Method Estimated ATE What it models
Naive (diff. in means) $1,794 nothing
Regression adjustment $1,676 outcome
IPW $1,559 treatment
Doubly robust (AIPW) $1,620 both
PS stratification $1,617 treatment
PS matching $1,736 treatment (→ ATT)

The doubly robust $1,620 is the most credible single estimate — it survives misspecification of either model.

The Resolution

Act III

Step 4 — Refute: a placebo treatment collapses the effect to $62

$62

Placebo ATE after randomly permuting treatment (\(p = 0.92\)) — down from $1,676

Add a fake confounder, drop 20% of the data — the estimate barely moves

Refutation test New effect p-value Reading
Placebo treatment $62 0.92 effect vanishes
Random common cause $1,676 0.90 stable with noise
Data subset (80%) $1,728 0.80 stable across subsamples

Surviving placebo, random-common-cause, and subset tests is evidence, not proof — refutation can falsify, never confirm.
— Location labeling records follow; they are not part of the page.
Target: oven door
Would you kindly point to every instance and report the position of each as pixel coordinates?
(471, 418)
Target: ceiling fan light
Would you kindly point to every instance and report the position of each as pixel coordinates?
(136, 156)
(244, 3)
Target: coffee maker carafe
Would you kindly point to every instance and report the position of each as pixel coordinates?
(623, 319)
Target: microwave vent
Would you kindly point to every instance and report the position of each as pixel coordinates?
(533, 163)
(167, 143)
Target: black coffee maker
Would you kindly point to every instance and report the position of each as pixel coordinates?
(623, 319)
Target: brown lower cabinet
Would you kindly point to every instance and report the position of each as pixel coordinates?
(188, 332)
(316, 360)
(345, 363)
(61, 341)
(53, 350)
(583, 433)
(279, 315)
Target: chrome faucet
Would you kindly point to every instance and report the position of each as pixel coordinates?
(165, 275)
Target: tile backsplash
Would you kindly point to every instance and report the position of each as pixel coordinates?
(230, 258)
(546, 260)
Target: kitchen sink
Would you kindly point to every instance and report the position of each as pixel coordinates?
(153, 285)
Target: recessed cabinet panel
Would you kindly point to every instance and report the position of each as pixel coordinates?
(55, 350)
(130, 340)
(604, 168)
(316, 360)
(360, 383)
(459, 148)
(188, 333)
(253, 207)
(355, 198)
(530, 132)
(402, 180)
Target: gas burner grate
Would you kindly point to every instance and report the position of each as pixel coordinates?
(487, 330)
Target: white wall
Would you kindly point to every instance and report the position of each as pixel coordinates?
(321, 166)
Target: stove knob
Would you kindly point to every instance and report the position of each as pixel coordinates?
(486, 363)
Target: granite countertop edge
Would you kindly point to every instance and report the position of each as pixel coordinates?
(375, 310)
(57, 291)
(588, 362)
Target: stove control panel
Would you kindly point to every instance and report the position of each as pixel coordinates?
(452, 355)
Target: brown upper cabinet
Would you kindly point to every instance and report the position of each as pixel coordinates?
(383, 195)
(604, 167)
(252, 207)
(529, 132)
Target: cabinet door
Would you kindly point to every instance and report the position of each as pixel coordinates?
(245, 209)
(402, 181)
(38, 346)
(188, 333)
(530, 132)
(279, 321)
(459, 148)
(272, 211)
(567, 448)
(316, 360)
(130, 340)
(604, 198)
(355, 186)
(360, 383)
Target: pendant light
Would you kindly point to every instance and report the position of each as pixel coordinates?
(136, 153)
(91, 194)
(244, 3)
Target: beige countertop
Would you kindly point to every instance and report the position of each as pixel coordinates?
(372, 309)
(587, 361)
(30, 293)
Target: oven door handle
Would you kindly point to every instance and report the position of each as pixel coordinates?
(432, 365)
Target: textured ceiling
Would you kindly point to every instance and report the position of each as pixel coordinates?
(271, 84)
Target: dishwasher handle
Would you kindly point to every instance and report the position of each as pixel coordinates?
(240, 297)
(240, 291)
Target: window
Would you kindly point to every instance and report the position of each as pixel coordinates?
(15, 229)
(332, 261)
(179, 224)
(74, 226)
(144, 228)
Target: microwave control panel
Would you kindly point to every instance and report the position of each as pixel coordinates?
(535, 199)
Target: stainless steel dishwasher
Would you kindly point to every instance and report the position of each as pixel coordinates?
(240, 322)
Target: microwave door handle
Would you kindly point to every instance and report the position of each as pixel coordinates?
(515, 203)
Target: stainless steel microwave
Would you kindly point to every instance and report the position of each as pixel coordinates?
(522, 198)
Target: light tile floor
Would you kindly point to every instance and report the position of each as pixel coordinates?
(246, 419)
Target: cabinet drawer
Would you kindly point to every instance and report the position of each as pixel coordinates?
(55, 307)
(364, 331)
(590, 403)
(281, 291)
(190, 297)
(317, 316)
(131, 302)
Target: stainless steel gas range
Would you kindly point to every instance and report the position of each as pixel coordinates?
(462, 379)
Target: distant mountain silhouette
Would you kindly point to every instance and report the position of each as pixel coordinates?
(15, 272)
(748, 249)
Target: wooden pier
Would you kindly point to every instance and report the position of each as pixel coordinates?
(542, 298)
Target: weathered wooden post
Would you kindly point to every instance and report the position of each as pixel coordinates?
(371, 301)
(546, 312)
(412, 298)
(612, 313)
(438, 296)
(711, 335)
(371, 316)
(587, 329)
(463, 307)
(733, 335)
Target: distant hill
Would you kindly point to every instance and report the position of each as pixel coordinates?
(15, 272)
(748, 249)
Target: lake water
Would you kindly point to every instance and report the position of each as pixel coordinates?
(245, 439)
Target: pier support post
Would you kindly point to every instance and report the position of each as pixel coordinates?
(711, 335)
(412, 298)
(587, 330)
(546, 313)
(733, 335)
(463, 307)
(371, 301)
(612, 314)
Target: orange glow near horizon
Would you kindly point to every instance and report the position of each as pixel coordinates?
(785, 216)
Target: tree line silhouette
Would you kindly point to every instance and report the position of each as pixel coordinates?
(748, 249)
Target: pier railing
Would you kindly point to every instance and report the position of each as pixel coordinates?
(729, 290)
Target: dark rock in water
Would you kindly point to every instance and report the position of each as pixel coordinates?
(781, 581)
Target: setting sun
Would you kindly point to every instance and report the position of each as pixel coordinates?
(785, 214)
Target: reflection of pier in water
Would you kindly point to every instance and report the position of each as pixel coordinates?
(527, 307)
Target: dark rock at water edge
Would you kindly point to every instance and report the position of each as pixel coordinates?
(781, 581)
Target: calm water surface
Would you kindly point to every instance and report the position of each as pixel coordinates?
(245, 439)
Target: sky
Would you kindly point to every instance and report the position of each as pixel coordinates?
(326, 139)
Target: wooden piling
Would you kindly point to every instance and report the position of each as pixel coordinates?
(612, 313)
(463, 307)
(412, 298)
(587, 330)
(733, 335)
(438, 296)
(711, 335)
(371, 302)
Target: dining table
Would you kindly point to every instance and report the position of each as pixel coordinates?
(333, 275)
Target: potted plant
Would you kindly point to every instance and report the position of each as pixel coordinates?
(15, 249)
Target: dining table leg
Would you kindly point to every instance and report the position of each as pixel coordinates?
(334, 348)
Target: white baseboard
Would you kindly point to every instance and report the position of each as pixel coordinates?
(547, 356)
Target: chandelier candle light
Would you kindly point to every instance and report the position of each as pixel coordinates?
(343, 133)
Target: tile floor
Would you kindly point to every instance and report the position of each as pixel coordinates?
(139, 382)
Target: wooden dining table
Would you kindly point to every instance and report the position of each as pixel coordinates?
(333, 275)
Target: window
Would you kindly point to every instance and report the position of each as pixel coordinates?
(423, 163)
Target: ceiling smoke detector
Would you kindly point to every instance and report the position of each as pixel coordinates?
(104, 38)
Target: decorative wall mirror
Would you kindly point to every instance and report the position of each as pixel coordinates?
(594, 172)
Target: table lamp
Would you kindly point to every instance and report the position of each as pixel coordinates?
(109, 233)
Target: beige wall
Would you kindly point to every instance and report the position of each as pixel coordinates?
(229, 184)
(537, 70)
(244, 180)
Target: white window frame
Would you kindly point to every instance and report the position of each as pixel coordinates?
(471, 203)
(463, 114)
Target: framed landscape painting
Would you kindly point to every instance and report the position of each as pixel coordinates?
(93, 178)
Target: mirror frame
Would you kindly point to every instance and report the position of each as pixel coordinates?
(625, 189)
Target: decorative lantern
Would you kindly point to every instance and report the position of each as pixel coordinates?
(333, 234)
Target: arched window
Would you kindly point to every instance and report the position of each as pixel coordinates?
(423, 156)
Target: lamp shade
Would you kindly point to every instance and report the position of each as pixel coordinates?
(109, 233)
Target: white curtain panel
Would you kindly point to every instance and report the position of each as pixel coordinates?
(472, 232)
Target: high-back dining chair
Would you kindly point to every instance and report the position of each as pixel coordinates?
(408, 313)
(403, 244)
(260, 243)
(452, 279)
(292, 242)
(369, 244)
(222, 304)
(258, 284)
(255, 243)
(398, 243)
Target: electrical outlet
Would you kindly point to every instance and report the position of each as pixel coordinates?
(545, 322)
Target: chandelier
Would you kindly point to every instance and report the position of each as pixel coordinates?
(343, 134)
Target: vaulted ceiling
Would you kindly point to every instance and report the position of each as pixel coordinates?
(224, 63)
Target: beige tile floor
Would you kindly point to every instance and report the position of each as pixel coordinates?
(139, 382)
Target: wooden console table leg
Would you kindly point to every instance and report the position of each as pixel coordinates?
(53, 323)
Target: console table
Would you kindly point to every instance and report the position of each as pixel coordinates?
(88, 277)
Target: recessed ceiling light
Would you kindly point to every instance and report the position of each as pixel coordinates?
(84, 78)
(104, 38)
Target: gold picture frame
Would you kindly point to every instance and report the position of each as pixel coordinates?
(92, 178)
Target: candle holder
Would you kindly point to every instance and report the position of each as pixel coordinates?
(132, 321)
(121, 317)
Does machine-picked adjustment make this causal? No — one assumption still carries the weight

Objection. DoWhy automated the workflow, so the estimate must be airtight.

Response. The ATE is identified only under unconfoundedness — no hidden common cause of training and earnings. The four steps make assumptions explicit and testable; they cannot manufacture identification. Here randomization makes unconfoundedness credible; in observational data it is the load-bearing risk.

The training effect is real: ~$1,620, a 34–38% earnings gain

$1,620

Doubly robust ATE on a control mean of $4,555 · five methods agree · refutation tests survive

State your assumptions, identify the estimand, then let the data — and the refutations — speak.